Aprendí a masturbarme el verano después de tercero. Leí sobre el tema en un libro sobre la pubertad que lo describía como «tocarte tus partes íntimas hasta que sientas una agradable sensación, como un estornudo». La idea de un estornudo vaginal me parecía vergonzosa y asquerosa como poco, pero era un verano muy aburrido, así que decidí explorar mis opciones.
Durante unos días llevé a cabo acercamientos clínicos, tumbada en la alfombra del único baño de nuestra casa de verano que tenía pestillo. Me toqué usando distintas presiones, ritmos. La sensación era tan agradable como un masaje en los pies. Una tarde, tumbada allí en la alfombra, miré hacia arriba y me encontré cara a cara con un bebé murciélago que colgaba boca abajo de la barra de la cortina. Nos observamos el uno al otro en atónito silencio.
Por fin un día, hacia el final del verano, el duro trabajo tuvo su recompensa y sentí el estornudo, que se pareció más a un ataque epiléptico. Me quedé un rato en la alfombra para recobrar el control, luego me levanté para lavarme las manos. Me miré para asegurarme de que la cara no se había quedado en ninguna mueca extraña y que seguía pareciendo la hija de mis padres, antes de bajar.

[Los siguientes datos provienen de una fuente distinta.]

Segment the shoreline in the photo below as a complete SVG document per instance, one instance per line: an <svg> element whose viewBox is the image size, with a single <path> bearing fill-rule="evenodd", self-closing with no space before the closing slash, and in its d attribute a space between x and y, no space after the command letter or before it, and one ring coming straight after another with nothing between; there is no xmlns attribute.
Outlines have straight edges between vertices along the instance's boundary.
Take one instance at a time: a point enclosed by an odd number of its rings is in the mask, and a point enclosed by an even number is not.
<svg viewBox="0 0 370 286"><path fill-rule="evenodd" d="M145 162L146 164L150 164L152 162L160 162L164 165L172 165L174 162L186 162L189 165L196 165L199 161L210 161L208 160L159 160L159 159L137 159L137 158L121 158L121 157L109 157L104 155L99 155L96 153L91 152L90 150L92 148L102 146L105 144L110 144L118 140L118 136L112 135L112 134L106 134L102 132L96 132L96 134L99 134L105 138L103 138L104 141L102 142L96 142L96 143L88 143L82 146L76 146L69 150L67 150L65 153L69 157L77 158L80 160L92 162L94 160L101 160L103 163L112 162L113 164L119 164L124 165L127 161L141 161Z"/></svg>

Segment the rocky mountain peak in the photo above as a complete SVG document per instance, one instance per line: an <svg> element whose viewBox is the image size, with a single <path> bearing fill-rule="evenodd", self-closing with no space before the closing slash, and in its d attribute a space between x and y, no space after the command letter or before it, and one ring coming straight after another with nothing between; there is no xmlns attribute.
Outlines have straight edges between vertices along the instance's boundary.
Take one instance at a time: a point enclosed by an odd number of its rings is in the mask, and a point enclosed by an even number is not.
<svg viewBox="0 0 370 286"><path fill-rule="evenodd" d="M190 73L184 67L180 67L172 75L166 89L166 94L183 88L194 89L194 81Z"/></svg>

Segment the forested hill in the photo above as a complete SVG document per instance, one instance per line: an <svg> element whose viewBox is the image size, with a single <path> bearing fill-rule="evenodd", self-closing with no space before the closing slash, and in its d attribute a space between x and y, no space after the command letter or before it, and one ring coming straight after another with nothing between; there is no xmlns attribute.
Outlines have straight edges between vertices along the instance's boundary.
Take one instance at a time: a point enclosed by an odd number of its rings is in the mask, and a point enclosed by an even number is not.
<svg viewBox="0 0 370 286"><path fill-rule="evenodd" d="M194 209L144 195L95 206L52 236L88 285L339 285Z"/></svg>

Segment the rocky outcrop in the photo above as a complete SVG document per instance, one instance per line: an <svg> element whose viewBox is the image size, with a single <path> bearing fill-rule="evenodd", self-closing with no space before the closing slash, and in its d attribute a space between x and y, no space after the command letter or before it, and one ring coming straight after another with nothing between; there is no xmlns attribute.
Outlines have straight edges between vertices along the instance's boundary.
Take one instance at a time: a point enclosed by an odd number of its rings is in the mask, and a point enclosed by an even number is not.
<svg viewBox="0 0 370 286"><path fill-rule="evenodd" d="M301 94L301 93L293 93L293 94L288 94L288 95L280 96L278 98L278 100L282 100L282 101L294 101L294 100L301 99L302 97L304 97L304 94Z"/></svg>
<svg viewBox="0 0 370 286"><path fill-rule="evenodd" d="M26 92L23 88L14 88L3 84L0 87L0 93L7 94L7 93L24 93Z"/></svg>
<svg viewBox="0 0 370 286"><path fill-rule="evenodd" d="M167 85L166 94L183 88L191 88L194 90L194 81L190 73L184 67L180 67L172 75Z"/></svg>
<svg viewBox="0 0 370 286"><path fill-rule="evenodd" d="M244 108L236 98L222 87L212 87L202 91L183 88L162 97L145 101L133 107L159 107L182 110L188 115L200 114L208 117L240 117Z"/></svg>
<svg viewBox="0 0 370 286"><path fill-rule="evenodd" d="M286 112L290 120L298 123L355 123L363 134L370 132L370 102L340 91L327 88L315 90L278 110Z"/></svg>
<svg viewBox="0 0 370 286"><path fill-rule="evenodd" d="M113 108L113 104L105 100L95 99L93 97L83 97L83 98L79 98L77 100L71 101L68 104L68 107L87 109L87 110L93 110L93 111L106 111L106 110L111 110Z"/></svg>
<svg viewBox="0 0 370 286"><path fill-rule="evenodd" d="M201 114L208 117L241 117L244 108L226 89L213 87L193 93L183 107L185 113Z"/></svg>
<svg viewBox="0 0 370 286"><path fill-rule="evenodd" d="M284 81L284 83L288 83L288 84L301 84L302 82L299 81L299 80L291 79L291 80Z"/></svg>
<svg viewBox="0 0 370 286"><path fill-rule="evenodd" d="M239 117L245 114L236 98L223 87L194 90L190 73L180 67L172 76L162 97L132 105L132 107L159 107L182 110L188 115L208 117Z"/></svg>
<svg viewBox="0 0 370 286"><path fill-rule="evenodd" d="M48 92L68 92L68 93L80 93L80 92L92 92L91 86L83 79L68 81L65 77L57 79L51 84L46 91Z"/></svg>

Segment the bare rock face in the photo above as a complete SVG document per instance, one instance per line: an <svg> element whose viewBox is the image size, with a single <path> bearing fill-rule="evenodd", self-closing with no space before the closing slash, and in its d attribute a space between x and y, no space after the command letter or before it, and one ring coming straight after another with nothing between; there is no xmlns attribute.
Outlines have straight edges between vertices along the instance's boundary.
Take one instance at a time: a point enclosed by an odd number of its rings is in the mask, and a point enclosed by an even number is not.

A veces de adulta, cuando practico sexo, me vienen a la mente sin esperarlo imágenes del lavabo. El techo de paneles de pino nudoso, comidos como queso suizo. Los sofisticados jabones de mi madre en una cajita sobre la bañera con patas. La cubeta oxidada en la que guardamos el papel higiénico. Puedo oler la madera. Puedo escuchar el motor de los barcos en el lago, mi hermana en su triciclo, porche arriba y porche abajo. Tengo calor. Necesito picar algo. Pero, sobre todo, estoy sola.